The consequence of using only what we need – consuming very much less of everything – would have immediate consequences nearly as economically devastating as an economic collapse (it would be an economic collapse, but could be in part controlled), but if thoughtfully engaged, disease and contamination could be minimized, and the convulsions of population reduction and political failures also minimized.
It is, however, unlikely that humans will consume less so long as they can consume more. It is unlikely that humans will see the consequences of their actions and mitigate against them when they can take now and leave the full price of compensation for their children to pay later. So the dilemma is how to live in an excessively consuming society seemingly insulated from recognition of its most likely future?
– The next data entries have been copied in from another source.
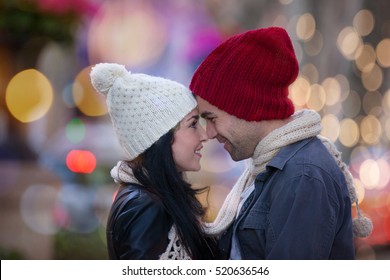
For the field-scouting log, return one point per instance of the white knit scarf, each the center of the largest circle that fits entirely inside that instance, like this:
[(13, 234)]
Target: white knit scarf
[(304, 124)]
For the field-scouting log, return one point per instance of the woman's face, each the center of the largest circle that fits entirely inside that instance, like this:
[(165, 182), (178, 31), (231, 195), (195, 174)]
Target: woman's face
[(188, 141)]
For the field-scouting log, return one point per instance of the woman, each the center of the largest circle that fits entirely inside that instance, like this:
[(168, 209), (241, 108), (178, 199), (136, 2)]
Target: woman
[(155, 214)]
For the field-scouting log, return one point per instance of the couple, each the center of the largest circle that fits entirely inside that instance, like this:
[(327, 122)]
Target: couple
[(293, 201)]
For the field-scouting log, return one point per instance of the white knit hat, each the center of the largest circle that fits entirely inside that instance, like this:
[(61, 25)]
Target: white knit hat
[(142, 108)]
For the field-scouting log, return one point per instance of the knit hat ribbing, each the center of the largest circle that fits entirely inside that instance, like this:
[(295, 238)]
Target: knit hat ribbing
[(248, 75), (142, 108)]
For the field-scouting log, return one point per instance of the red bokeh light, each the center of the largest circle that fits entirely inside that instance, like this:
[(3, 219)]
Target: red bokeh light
[(81, 161)]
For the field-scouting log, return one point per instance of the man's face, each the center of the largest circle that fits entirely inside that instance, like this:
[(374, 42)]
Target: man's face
[(230, 131)]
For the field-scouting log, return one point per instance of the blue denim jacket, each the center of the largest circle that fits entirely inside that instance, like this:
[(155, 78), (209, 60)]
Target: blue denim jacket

The question is: Do you consume to excess and contribute a tiny fraction to the problem that will not be solved anyway, appear "normal" and live with the recognition of the potential to be more fully human, yet not make the effort to be so? Or do you consume at the level of needs, reduce the tiny fraction of your personal contribution to the overwhelming assault on ecosystems, live to increase your humanness, but in the process be undervalued and even condemned by significant parts of your society; be judged crazy, lazy and irresponsible (such a terrible thing to be called irresponsible when acting in the only possible responsible way).This is the simple reality of the choice. All that depends on it is everything. It is impossible to act in a benign way.